Friday, August 27, 2021
Are LTC Residents "Telling" Us that Antibody Testing is Important for Covid-19 Prioritization for Boosters?
In recent weeks, I've spoken to or read about residents of long-term care facilities being tested for Covid-19 antibodies. Some residents, without being ill, are showing low (or even "no") levels of antibodies, despite having been fully inoculated in the spring of 2021. This doesn't mean there was anything wrong with the original vaccinations, but it does suggest that at least for older persons, the immunity reduces over time. As a result of these test results, the facilities are recommending that families support getting booster shots for their loved ones. That strikes me as using scientific data appropriately, to help prioritize next steps in fighting the troublesome developments with Covid-19.

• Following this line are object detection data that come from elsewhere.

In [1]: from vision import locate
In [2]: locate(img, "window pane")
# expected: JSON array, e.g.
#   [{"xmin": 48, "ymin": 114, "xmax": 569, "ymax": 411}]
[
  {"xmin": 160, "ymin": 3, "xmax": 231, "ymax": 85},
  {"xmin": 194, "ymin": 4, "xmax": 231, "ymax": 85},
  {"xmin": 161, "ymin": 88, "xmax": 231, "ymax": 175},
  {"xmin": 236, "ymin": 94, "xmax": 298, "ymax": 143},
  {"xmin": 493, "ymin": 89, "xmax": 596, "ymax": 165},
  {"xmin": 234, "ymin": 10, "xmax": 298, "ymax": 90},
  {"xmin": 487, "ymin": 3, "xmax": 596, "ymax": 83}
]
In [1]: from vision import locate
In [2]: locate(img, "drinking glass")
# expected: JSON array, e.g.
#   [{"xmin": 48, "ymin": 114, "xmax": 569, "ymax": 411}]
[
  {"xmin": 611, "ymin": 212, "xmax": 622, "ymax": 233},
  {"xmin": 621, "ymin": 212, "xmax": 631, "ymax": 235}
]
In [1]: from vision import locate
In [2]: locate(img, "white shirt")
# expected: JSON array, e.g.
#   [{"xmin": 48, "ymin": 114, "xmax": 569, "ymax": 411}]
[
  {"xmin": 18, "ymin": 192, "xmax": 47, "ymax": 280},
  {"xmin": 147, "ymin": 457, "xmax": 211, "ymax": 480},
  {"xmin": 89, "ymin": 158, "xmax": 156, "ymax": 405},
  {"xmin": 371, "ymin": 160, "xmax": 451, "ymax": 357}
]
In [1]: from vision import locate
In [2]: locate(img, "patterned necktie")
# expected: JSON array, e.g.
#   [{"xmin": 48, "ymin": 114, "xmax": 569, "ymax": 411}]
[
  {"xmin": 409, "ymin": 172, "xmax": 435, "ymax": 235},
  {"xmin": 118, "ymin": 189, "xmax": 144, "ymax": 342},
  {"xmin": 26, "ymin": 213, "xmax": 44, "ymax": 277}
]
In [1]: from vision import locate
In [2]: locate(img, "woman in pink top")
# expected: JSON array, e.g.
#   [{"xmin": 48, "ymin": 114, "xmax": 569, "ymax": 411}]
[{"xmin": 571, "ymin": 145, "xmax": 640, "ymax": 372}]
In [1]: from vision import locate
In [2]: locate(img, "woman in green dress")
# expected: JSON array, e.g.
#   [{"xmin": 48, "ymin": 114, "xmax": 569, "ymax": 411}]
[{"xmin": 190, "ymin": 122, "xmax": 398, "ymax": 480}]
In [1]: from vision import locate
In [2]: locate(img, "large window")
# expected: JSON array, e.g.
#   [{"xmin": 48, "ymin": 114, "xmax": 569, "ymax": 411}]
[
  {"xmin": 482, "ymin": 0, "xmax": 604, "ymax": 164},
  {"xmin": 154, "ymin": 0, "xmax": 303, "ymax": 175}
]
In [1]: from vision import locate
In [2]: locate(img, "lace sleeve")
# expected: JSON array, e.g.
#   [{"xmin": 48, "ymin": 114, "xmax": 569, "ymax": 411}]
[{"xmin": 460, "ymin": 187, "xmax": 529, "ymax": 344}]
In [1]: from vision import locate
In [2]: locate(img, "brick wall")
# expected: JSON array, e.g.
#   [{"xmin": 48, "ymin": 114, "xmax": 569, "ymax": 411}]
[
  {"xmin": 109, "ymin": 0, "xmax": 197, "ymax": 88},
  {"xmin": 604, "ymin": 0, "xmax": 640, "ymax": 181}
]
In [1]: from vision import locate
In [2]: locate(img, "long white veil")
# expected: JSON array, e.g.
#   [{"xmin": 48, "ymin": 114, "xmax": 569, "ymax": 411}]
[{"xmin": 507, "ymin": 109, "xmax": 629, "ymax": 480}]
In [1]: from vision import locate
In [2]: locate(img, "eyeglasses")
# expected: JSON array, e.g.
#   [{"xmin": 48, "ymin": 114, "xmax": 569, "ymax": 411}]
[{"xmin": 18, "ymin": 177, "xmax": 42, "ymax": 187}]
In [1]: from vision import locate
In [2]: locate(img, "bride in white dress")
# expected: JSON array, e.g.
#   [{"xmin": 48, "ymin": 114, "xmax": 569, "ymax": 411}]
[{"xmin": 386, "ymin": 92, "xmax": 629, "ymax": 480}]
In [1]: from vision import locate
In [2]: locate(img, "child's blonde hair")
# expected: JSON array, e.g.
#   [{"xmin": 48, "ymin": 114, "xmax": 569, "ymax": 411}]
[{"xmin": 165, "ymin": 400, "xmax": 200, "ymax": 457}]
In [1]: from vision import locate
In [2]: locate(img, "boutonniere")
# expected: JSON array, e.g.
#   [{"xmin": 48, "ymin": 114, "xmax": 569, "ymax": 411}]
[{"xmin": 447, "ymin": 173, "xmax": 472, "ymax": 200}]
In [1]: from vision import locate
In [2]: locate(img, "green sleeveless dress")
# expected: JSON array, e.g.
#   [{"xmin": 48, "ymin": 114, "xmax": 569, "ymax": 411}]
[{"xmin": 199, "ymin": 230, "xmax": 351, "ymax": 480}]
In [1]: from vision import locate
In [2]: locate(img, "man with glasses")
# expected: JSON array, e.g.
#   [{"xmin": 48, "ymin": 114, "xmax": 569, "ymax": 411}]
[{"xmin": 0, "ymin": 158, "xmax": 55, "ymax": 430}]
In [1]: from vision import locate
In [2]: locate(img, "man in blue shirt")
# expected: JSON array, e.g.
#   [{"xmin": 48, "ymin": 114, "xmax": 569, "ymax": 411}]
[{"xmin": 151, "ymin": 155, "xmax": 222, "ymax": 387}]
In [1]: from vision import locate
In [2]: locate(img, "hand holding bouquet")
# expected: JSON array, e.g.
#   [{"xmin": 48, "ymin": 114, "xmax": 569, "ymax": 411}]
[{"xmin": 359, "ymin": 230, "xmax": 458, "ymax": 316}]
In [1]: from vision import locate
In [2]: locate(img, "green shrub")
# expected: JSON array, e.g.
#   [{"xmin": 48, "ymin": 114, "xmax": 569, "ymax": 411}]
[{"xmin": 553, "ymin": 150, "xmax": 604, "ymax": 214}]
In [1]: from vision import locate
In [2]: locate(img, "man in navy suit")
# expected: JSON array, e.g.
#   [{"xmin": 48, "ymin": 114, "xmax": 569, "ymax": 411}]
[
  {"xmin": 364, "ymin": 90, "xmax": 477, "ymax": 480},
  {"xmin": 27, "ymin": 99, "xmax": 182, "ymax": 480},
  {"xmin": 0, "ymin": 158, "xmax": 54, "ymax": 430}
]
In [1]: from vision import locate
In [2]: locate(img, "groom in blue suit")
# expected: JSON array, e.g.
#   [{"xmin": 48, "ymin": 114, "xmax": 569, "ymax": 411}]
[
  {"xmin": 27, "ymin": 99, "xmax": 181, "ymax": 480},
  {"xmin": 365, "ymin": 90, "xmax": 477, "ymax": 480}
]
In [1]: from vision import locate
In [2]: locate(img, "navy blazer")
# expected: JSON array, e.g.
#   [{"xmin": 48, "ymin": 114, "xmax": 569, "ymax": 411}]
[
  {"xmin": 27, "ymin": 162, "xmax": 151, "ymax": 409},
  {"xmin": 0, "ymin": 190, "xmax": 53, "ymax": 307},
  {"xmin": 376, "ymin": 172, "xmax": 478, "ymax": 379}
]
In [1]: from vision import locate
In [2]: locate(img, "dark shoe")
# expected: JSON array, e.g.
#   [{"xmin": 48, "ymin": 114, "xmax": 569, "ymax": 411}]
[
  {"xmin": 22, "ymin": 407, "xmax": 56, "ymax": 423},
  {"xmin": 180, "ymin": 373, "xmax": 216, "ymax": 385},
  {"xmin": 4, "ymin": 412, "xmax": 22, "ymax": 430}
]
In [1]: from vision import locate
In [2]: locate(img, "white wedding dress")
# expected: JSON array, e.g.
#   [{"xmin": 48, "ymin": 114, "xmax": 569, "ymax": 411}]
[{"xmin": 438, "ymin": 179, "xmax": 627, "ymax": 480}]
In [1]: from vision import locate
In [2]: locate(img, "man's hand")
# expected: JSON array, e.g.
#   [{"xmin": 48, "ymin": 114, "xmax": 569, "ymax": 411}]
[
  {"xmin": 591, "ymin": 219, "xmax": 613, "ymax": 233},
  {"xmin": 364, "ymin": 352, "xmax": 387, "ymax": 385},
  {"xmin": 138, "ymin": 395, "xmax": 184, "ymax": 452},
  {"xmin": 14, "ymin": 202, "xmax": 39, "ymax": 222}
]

Why aren't other institutions, including universities, seeking similar information about antibodies or lack thereof? Does it "matter" that a faculty member -- or a student -- or an administrator -- or a staff member -- was "fully vaccinated" in, for example, February 2021, if they aren't still "protected" in September 2021?
Here's what I know so far:
- My own health insurance company requires a "doctor's order" to permit an antibody test to be covered for reimbursement.
- My local pharmacy advertised last spring that its onsite clinic would be offering antibody tests. I learned recently, however, that it never actually set up that program. The pharmacist I talked with didn't know why that decision was reversed.
- My regular physician said I could sign up for a booster shot approximately 9 months from my last of the two-shot original vaccination, and said that therefore I didn't need an antibody test.
- My insurance company asked whether I had a known exposure to Covid-19, implying that if the answer was yes, they would cover testing for a breakthrough-Covid infection, but not for antibody testing unless I had a doctor's order.
I realize one personal anecdote isn't evidence of much of anything. But, is nursing home data already being generated that suggests antibody testing can supply relevant facts, perhaps facts that are "more" relevant than simply a history of immunization?